[Mesa-dev] [PATCH 5/7] i965/fs: Don't renumber UNIFORM registers.

Pohjolainen, Topi topi.pohjolainen at intel.com
Fri Mar 14 03:40:28 PDT 2014


On Wed, Mar 12, 2014 at 11:56:05PM -0700, Kenneth Graunke wrote:
> On 03/12/2014 03:14 AM, Pohjolainen, Topi wrote:
> > On Tue, Mar 11, 2014 at 11:48:54PM -0700, Kenneth Graunke wrote:
> >> Previously, remove_dead_constants() would renumber the UNIFORM registers
> >> to be sequential starting from zero, and the resulting register number
> >> would be used directly as an index into the params[] array.
> >>
> >> This renumbering made it difficult to collect and save information about
> >> pull constant locations, since setup_pull_constants() and
> >> move_uniform_array_access_to_pull_constants() used different names.
> >>
> >> This patch generalizes setup_pull_constants() to decide whether each
> >> uniform register should be a pull constant, push constant, or neither
> >> (because it's unused).  Then, it stores mappings from UNIFORM register
> >> numbers to params[] or pull_params[] indices in the push_constant_loc
> >> and pull_constant_loc arrays.  (We already did this for pull constants.)
> >>
> >> Then, assign_curb_setup() just needs to consult the push_constant_loc
> >> array to get the real index into the params[] array.
> >>
> >> This effectively folds all the remove_dead_constants() functionality
> >> into assign_constant_locations(), while being less irritable to work
> >> with.
> >>
> >> Signed-off-by: Kenneth Graunke <kenneth at whitecape.org>
> >> ---
> >>  src/mesa/drivers/dri/i965/brw_fs.cpp         | 187 +++++++++++----------------
> >>  src/mesa/drivers/dri/i965/brw_fs.h           |  13 +-
> >>  src/mesa/drivers/dri/i965/brw_fs_visitor.cpp |   3 +-
> >>  3 files changed, 85 insertions(+), 118 deletions(-)
> >>
> >> diff --git a/src/mesa/drivers/dri/i965/brw_fs.cpp b/src/mesa/drivers/dri/i965/brw_fs.cpp
> >> index 3c8237a..5e01e78 100644
> >> --- a/src/mesa/drivers/dri/i965/brw_fs.cpp
> >> +++ b/src/mesa/drivers/dri/i965/brw_fs.cpp
> >> @@ -885,8 +885,8 @@ fs_visitor::import_uniforms(fs_visitor *v)

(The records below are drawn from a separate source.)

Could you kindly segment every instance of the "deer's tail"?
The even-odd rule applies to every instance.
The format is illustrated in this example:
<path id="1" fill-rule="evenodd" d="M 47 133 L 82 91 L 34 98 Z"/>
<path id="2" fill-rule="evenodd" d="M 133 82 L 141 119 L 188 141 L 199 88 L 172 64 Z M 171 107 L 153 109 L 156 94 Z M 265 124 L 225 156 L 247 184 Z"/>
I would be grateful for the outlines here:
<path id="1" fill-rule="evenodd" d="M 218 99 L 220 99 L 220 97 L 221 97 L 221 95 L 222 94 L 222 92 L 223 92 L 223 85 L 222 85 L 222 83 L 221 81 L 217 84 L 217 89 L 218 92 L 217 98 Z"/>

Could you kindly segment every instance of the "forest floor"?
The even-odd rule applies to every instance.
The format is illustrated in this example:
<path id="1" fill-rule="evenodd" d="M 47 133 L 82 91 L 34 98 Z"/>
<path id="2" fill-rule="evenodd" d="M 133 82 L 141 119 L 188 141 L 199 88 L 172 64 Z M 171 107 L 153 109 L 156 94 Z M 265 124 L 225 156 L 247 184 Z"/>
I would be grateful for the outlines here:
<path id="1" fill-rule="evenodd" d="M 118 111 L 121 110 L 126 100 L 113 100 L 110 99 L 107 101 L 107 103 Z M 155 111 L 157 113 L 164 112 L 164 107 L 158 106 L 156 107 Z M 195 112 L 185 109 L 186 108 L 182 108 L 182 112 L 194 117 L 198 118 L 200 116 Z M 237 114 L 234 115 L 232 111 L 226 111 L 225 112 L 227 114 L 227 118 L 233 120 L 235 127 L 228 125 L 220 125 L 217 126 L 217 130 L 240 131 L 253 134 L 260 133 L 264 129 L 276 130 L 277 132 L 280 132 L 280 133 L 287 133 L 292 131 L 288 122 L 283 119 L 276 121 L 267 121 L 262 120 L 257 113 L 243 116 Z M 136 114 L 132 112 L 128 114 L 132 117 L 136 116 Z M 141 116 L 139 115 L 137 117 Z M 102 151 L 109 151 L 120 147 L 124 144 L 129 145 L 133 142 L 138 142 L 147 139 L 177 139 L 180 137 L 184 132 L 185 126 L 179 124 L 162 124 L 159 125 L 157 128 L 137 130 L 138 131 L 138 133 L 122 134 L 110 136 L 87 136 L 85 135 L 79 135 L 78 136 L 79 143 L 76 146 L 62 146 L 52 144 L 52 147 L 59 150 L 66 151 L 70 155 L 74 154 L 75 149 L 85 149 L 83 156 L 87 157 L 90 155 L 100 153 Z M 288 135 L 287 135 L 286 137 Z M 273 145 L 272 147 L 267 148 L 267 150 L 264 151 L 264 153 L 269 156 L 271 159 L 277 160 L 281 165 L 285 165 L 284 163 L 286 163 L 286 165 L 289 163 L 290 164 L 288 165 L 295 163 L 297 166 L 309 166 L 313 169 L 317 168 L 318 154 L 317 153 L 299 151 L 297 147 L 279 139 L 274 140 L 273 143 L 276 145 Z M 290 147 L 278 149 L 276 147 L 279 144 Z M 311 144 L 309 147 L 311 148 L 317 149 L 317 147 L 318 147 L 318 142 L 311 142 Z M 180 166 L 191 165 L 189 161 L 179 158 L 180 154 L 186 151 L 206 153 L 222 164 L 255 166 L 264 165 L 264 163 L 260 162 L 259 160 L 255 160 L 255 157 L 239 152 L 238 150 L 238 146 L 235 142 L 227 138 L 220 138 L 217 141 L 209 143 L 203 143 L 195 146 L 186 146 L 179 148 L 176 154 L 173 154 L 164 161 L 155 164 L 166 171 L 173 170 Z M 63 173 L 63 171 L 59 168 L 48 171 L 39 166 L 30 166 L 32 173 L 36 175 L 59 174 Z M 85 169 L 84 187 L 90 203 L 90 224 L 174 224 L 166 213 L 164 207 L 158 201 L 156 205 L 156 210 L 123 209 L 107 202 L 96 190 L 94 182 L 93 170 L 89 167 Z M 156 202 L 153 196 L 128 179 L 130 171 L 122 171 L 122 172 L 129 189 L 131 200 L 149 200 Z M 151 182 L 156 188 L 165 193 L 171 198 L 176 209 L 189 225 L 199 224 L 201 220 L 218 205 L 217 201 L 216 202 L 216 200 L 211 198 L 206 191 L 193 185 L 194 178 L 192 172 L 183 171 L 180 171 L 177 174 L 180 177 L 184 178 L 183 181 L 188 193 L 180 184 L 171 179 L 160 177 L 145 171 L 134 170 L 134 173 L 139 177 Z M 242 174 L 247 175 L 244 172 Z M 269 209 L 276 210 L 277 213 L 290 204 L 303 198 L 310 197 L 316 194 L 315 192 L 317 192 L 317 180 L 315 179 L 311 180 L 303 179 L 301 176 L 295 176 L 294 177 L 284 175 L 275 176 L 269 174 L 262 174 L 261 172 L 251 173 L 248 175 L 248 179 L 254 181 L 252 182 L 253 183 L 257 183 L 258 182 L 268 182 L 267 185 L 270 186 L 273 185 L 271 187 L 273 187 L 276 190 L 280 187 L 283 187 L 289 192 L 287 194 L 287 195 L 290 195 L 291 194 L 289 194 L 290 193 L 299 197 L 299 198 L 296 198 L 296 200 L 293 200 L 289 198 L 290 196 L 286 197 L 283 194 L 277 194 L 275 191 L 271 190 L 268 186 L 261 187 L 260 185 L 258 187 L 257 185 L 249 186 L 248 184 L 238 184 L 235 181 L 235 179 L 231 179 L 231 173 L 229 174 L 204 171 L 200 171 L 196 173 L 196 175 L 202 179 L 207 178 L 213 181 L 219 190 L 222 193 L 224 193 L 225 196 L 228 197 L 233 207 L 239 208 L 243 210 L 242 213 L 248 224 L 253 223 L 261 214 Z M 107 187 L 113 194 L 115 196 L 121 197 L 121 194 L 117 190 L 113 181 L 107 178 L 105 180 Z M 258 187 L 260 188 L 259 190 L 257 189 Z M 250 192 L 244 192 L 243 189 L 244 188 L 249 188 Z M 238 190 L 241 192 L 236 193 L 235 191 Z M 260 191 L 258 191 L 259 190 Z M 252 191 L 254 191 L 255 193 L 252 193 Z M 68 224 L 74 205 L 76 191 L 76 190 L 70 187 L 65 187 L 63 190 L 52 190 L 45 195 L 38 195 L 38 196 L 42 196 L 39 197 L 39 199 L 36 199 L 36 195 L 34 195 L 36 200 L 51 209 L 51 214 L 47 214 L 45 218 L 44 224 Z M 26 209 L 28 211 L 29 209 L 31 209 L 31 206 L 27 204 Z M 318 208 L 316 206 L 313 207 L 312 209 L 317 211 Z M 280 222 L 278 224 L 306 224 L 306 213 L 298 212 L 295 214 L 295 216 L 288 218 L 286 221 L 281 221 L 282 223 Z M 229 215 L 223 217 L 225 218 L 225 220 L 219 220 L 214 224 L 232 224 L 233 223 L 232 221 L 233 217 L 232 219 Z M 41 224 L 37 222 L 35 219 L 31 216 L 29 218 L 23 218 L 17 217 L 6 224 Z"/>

> >>     hash_table_call_foreach(v->variable_ht,
> >>  			   import_uniforms_callback,
> >>  			   variable_ht);
> >> -   this->params_remap = v->params_remap;
> >> -   this->nr_params_remap = v->nr_params_remap;
> >> +   this->push_constant_loc = v->push_constant_loc;
> >> +   this->uniforms = v->uniforms;
> >>  }
> >>  
> >>  /* Our support for uniforms is piggy-backed on the struct
> >> @@ -1397,11 +1397,8 @@ fs_visitor::assign_curb_setup()
> >>  {
> >>     if (dispatch_width == 8) {
> >>        c->prog_data.first_curbe_grf = c->nr_payload_regs;
> >> -      stage_prog_data->nr_params = uniforms;
> >>     } else {
> >>        c->prog_data.first_curbe_grf_16 = c->nr_payload_regs;
> >> -      /* Make sure we didn't try to sneak in an extra uniform */
> >> -      assert(uniforms == 0);
> >>     }
> >>  
> >>     c->prog_data.curb_read_length = ALIGN(stage_prog_data->nr_params, 8) / 8;
> >> @@ -1412,7 +1409,19 @@ fs_visitor::assign_curb_setup()
> >>  
> >>        for (unsigned int i = 0; i < 3; i++) {
> >>  	 if (inst->src[i].file == UNIFORM) {
> >> -	    int constant_nr = inst->src[i].reg + inst->src[i].reg_offset;
> >> +	    int uniform_nr = inst->src[i].reg + inst->src[i].reg_offset;
> >> +            int constant_nr;
> >> +            if (uniform_nr >= 0 && uniform_nr < (int) uniforms) {
> >> +               constant_nr = push_constant_loc[uniform_nr];
> >> +            } else {
> >> +               /* Section 5.11 of the OpenGL 4.1 spec says:
> >> +                * "Out-of-bounds reads return undefined values, which include
> >> +                *  values from other variables of the active program or zero."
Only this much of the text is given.